- Genre: Nature documentary
- Narrated by: Samuel West
- Country of origin: United Kingdom
- Original language: English
- No. of series: 1
- No. of episodes: 6

Production
- Producer: Peter Crawford
- Running time: 50 minutes
- Production company: BBC Studios Natural History Unit

Original release
- Network: BBC Two
- Release: 31 October – 5 December 1999

= Living Britain =

Living Britain is a six-part nature documentary series, made by the BBC Studios Natural History Unit, transmitted from 31 October to 5 December 1999. It was narrated by Samuel West and produced by Peter Crawford. It examines British wildlife over the course of one year. Each of the programmes takes place in a different time of year.

==Episodes==

===1. "Deepest Winter" (31 October 1999)===
Looks at Britain in the grip of winter featuring Eurasian otters, eagles, waders, swans, squirrels, red foxes, toads and deer.

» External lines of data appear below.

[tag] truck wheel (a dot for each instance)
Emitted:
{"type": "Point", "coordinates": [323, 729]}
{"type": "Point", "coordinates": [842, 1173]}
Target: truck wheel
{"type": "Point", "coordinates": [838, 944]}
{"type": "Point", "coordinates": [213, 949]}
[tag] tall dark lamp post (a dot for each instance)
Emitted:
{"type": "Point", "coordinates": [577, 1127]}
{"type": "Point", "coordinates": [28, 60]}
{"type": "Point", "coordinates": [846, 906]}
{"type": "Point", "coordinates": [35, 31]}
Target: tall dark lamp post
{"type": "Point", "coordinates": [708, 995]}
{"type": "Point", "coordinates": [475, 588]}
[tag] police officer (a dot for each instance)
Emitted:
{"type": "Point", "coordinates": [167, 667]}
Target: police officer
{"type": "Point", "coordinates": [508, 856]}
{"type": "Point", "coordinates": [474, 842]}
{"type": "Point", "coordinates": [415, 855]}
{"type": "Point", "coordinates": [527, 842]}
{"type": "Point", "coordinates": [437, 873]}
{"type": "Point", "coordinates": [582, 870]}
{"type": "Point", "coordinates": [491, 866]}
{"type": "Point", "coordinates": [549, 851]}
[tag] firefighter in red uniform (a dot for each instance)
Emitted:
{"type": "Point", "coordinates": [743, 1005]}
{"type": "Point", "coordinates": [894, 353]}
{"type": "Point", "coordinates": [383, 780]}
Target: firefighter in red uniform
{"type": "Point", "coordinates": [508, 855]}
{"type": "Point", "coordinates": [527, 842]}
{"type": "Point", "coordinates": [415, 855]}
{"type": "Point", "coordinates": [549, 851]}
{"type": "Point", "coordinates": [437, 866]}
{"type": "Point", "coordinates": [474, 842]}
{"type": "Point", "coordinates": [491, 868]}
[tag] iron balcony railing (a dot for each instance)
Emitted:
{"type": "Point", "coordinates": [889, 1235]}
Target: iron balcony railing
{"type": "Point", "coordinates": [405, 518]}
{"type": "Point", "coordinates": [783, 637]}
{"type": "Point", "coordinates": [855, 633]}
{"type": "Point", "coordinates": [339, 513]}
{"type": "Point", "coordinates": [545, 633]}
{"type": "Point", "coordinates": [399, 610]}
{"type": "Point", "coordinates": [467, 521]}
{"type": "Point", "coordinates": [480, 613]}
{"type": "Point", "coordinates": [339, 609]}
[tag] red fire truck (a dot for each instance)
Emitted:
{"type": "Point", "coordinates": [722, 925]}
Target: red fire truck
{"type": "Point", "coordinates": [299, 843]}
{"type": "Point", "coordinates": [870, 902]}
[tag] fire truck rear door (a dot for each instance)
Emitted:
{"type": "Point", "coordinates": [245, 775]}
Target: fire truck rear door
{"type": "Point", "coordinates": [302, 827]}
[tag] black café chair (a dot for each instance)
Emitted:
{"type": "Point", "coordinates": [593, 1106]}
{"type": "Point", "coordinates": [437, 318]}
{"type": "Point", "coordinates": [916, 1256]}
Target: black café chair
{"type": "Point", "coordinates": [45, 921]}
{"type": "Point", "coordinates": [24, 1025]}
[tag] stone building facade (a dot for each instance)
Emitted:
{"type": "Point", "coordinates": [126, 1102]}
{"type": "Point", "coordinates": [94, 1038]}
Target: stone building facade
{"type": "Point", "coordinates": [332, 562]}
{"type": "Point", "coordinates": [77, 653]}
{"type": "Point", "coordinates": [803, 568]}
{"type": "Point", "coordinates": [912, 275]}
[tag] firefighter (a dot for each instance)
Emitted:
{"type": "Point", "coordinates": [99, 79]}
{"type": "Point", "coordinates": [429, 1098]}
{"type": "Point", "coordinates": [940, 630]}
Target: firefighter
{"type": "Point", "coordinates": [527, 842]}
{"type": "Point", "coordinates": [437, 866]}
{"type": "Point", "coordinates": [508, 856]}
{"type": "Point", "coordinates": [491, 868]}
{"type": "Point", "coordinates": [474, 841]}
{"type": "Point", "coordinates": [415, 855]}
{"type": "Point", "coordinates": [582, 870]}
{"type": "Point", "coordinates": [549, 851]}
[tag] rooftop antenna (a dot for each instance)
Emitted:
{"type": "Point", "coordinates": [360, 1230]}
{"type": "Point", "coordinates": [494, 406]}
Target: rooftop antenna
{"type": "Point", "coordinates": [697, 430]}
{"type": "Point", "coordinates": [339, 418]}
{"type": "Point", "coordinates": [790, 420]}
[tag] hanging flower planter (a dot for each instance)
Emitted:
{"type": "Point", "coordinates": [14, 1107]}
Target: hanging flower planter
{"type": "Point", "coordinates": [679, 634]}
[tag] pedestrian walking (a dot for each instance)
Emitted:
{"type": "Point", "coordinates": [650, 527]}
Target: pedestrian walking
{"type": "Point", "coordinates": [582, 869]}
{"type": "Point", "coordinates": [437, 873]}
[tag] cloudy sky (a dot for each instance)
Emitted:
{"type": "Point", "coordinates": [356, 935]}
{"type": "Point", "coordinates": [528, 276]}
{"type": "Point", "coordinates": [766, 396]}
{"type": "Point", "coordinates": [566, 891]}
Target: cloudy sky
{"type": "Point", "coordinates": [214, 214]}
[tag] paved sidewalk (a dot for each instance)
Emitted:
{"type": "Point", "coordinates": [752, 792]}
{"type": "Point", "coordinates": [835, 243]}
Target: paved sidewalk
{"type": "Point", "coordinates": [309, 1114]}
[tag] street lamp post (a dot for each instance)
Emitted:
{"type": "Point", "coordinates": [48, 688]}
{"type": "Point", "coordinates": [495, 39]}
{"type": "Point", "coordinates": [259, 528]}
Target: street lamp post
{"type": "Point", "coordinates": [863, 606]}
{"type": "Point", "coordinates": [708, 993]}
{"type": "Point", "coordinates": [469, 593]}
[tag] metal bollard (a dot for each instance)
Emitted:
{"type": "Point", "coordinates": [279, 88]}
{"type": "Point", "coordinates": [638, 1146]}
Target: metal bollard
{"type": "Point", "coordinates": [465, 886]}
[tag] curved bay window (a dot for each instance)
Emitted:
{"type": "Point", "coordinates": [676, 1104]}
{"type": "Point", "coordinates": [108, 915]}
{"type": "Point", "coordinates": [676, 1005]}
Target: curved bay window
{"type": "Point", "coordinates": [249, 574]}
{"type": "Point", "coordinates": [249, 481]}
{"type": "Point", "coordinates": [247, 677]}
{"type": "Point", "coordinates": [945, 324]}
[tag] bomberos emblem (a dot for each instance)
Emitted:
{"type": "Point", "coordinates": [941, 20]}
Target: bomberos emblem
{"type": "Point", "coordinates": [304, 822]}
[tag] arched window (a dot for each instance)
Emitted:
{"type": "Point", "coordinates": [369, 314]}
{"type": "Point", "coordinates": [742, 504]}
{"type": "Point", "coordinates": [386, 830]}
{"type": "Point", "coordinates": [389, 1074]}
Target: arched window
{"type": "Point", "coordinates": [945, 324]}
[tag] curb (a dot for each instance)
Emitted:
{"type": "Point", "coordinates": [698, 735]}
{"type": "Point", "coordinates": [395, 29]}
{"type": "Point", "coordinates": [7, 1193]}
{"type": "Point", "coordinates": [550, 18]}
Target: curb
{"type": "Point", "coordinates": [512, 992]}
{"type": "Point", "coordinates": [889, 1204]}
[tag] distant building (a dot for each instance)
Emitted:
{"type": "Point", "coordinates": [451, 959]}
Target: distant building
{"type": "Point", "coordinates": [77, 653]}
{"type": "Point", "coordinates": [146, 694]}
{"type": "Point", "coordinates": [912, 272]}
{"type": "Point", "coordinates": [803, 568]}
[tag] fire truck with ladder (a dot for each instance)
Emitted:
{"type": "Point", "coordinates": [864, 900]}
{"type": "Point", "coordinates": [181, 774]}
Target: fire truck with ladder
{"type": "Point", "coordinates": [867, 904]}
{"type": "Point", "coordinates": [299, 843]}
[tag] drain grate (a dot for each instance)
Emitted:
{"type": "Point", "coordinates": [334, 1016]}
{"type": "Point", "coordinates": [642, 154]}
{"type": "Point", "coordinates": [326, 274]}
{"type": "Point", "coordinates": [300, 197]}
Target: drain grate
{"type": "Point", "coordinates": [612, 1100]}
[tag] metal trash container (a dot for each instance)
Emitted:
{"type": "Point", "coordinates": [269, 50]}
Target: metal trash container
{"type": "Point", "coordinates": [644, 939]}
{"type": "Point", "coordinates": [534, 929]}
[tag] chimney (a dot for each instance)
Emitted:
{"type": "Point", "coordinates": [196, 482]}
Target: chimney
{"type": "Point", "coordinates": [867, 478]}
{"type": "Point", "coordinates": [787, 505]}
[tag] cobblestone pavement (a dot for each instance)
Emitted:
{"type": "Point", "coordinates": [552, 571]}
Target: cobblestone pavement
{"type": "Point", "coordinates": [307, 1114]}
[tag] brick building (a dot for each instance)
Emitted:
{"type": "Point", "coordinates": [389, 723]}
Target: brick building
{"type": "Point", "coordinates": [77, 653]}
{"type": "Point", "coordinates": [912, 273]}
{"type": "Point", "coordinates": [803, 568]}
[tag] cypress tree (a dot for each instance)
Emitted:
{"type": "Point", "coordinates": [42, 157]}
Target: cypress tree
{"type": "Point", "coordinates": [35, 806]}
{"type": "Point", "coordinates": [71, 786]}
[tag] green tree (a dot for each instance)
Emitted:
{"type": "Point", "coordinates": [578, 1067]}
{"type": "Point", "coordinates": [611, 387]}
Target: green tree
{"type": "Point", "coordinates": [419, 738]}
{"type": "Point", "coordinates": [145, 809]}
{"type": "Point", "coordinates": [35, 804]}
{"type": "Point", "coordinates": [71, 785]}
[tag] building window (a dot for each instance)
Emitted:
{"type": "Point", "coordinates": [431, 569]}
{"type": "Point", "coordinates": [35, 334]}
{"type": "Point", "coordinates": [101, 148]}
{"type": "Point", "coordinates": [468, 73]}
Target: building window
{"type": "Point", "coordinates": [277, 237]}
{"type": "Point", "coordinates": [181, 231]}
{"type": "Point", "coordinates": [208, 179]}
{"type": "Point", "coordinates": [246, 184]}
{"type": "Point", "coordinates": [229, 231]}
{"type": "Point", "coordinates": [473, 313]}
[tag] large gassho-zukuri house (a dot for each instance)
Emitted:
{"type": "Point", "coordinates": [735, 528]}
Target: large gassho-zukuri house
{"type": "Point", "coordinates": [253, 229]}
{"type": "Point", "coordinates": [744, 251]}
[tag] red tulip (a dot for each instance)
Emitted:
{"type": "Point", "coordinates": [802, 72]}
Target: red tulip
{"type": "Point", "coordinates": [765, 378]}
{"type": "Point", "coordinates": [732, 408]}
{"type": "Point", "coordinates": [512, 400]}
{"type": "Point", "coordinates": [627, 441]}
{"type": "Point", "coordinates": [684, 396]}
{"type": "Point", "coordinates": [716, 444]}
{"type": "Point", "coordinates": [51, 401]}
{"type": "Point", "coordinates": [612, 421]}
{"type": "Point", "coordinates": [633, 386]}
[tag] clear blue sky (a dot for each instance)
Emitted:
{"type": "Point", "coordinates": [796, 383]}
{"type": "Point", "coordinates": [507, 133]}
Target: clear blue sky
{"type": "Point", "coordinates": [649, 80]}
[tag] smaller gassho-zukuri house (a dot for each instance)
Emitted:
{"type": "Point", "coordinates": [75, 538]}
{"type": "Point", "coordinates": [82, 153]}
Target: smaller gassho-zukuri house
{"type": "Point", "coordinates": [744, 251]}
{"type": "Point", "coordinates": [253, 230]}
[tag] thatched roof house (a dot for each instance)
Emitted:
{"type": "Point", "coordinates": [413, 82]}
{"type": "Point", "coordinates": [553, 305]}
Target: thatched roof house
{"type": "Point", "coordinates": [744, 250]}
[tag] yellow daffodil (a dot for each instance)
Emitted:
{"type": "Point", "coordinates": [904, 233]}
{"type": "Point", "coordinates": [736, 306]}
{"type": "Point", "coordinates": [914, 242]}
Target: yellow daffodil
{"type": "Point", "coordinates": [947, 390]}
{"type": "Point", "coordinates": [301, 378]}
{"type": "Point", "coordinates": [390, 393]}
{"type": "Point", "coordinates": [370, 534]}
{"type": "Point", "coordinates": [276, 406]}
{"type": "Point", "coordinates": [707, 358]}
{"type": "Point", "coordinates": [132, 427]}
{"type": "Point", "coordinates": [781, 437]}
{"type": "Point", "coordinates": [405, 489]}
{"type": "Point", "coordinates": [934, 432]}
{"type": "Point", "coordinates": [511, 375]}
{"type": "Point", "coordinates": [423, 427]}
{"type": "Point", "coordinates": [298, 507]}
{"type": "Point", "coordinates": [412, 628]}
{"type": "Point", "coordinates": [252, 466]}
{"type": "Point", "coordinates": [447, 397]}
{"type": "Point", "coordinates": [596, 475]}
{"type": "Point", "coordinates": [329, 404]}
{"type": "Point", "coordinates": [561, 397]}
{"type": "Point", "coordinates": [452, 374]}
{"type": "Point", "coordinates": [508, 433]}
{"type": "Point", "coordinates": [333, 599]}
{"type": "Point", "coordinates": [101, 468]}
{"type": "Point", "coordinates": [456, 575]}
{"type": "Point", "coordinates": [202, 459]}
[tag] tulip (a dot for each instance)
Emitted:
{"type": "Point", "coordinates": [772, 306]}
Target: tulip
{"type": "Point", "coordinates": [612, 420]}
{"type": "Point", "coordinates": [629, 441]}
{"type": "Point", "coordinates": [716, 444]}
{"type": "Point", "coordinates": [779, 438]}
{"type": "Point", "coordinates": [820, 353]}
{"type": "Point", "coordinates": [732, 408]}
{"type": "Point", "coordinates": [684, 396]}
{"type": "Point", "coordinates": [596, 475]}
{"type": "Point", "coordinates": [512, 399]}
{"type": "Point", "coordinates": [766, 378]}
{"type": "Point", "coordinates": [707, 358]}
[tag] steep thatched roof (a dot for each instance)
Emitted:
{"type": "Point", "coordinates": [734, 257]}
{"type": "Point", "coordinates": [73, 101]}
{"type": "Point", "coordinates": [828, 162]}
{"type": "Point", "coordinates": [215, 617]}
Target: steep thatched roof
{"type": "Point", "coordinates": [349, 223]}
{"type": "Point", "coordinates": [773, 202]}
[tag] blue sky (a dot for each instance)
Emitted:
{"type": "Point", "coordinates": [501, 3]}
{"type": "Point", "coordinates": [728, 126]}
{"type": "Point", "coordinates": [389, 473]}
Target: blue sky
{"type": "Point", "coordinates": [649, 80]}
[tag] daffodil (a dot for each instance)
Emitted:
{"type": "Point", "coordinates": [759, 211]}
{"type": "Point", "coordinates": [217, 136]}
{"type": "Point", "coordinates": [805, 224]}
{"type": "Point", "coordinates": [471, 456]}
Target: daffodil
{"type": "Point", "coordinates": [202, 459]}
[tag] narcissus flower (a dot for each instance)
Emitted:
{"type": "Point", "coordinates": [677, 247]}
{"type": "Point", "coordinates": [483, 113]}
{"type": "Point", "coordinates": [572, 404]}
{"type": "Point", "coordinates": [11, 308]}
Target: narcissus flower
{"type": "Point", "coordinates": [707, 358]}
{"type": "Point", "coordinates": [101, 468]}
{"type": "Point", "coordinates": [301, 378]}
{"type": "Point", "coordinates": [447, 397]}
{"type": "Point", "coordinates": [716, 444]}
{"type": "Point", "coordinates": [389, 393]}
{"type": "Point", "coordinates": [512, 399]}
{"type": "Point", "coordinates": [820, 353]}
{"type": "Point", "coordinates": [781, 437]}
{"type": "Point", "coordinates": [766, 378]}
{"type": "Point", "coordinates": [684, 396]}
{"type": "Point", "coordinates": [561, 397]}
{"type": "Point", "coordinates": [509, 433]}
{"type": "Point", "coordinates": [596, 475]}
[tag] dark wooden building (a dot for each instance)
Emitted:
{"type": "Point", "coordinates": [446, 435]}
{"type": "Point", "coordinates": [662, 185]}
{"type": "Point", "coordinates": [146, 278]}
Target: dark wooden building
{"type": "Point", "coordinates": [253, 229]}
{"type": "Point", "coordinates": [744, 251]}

===2. "Spring" (7 November 1999)===
Follows the arrival of spring as it moves north featuring barn swallow, newt, eel, polecat, red kite and wildflowers.

===3. "Early Summer" (14 November 1999)===
Follows the changing seasons with the arrival of early summer featuring may-flies, moles, northern gannets and phalaropes.

===4. "High Summer" (21 November 1999)===
Midsummer is a busy time for insects, grouse & merlins rear their young & basking sharks visit our shores.

===5. "Autumn" (28 November 1999)===
Autumn is a dramatic time of change – birds migrate, red deer rut, leaves change colour & fungi abound.

===6. "Winter Reflections" (5 December 1999)===
Looks at the influence of people on Britain's wildlife in the past & looks ahead to the new millennium.